Network Security Internet Technology Development Database Servers Mobile Phone Android Software Apple Software Computer Software News IT Information

In addition to Weibo, there is also WeChat

Please pay attention

WeChat public account

Shulou

What are the characteristics of spark RDD

2025-04-06 Update From: SLTechnology News&Howtos shulou NAV: SLTechnology News&Howtos > Servers >

Share

Shulou(Shulou.com)05/31 Report--

This article is to share with you about the characteristics of spark RDD. The editor thinks it is very practical, so share it with you as a reference and follow the editor to have a look.

Concept

RDD has the following characteristics:

Create: data in storage can only be stabilized by transformation (transformation, such as map/filter/groupBy/join, which is different from action action) to create RDD:1 from both data sources; 2) other RDD.

Read-only: the state is immutable and cannot be modified

Partitioning: enables elements in RDD to be partitioned (partitioning) according to that key and saved to multiple nodes. When restoring, only the data of the missing partition is recalculated and does not affect the entire system.

Path: it is called lineage in RDD, that is, RDD has plenty of information about how it came from other RDD.

Persistence: support for RDD caches that will be reused (such as in-memory or overflow to disk)

Delay calculation: like DryadLINQ, Spark delays the calculation of RDD so that it can pipeline transformation the conversion.

Operation: rich actions (action), count/reduce/collect/save, etc.

With regard to the difference between transformation and action, the former generates a new RDD, while the latter simply returns the result of an operation on the RDD to the program, not a new RDD

The underlying implementation principle of RDD

RDD is a distributed dataset, and as its name implies, its data should be partially stored on multiple machines. In fact, the data of each RDD is stored on multiple machines in the form of Block. The following figure shows the RDD storage architecture diagram of Spark, in which each Executor launches a BlockManagerSlave and manages part of the Block;, while the metadata of the Block is saved by the BlockManagerMaster of the Driver node. After BlockManagerSlave generates Block, registers the Block,BlockManagerMaster to BlockManagerMaster to manage the relationship between RDD and Block. When the RDD no longer needs storage, it will send an instruction to BlockManagerSlave to delete the corresponding Block.

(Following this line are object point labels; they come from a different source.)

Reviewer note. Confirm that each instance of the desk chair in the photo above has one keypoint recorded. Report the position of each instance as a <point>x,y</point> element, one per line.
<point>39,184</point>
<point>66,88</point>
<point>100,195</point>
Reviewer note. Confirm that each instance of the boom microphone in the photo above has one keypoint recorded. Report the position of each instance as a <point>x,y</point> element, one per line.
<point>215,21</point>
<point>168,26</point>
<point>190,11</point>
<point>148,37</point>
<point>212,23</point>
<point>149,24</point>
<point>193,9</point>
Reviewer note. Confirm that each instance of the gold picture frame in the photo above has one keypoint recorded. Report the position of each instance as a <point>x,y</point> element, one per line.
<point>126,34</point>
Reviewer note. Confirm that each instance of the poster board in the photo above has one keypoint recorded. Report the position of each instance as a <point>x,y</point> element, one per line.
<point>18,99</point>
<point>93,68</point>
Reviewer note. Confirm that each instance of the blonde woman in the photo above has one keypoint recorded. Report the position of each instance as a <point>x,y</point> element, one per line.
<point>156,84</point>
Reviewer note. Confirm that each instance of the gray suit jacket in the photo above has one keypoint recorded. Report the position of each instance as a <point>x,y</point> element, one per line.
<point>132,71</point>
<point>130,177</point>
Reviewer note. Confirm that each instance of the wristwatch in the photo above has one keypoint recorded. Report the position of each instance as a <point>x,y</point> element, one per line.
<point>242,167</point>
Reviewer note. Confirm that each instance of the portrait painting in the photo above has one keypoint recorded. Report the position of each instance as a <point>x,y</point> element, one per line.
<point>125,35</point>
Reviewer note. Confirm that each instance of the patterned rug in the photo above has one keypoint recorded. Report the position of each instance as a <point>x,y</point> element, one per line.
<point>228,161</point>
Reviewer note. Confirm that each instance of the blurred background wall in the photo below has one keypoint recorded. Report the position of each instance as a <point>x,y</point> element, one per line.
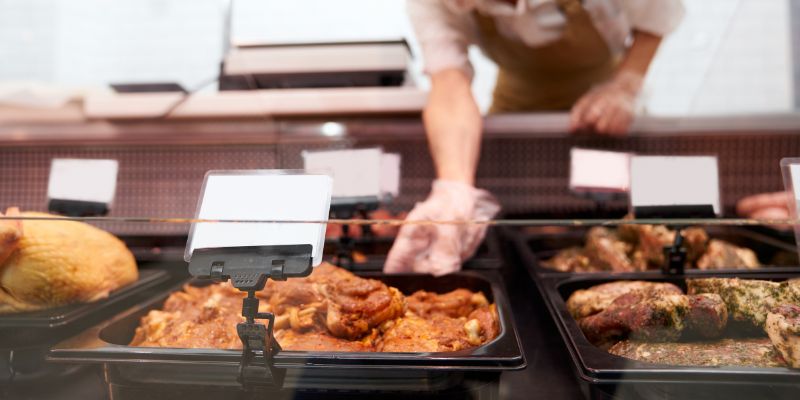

The principle of RDD cache

During the conversion of RDD, not every RDD is stored, and if a RDD is reused or expensive to calculate, the RDD can be stored by calling the cache () method provided by RDD. So how is RDD's cache implemented?

The cache () method provided in RDD simply puts the RDD in the cache list. When the iterator of RDD is called, the RDD is calculated through CacheManager and stored in BlockManager, and the next time the data of the RDD is obtained, it can be read directly from BlockManager through CacheManager.

Fault-tolerant Mechanism of RDD to realize Fault-tolerant method of distributed dataset

Data checkpoints and record updates RDD uses record updates: the cost of recording all update points is high. Therefore, RDD only supports coarse-grained transformation, that is, only record a single operation performed on a single block, and then create a transform sequence (pedigree) of a RDD to store it; transform sequence means that each RDD contains information about how it is transformed from other RDD and how to reconstruct a piece of data. Therefore, the fault-tolerant mechanism of RDD is also called "pedigree" fault-tolerance. To implement this "pedigree" fault-tolerant mechanism, the biggest problem is how to express the dependency between the parent RDD and the child RDD. In fact, there are two kinds of dependencies, narrow dependency and wide dependency: narrow dependency: each data block in the child RDD only depends on a limited number of fixed data blocks in the parent RDD; wide dependency: one data block in the child RDD can depend on all the data blocks in the parent RDD. For example: map transform, the data block in the child RDD depends on only one corresponding data block in the parent RDD GroupByKey transformation, the data blocks in the child RDD will depend on the data blocks in the parent RDD, because a key may be wrong because there are two characteristics of classifying the dependencies in any data block of the parent RDD: first, the narrow dependency can directly calculate a block of data corresponding to the child RDD on a computing node by calculating a block of data of the parent RDD. On the other hand, the child RDD can not be calculated until all the data of the parent RDD is calculated, and the calculation result of the parent RDD is hash and transmitted to the corresponding node. Second, when data is lost, only the missing piece of data needs to be recalculated to recover narrow dependencies; for wide dependencies, all blocks in the ancestral RDD should be recalculated to recover. Therefore, when there is a long "bloodline" chain, especially when there is a wide dependency, it is necessary to set up data checkpoints at the appropriate time. These two characteristics also require different task scheduling mechanisms and fault-tolerant recovery mechanisms for different dependencies.

Internal design of RDD

Each RDD has five main properties:

1) A group of fragments (Partition), that is, the basic units of a dataset. For RDD, each shard is processed by a computing task and determines the granularity of parallel computing. You can specify the number of RDD shards when creating a RDD. If not, the default value will be used. The default value is the number of CPU Core assigned to the program. Figure 3-1 depicts the computing model of partitioned storage, with each allocated storage implemented by BlockManager. Each partition is logically mapped to a Block of BlockManager, and this Block is calculated by a Task.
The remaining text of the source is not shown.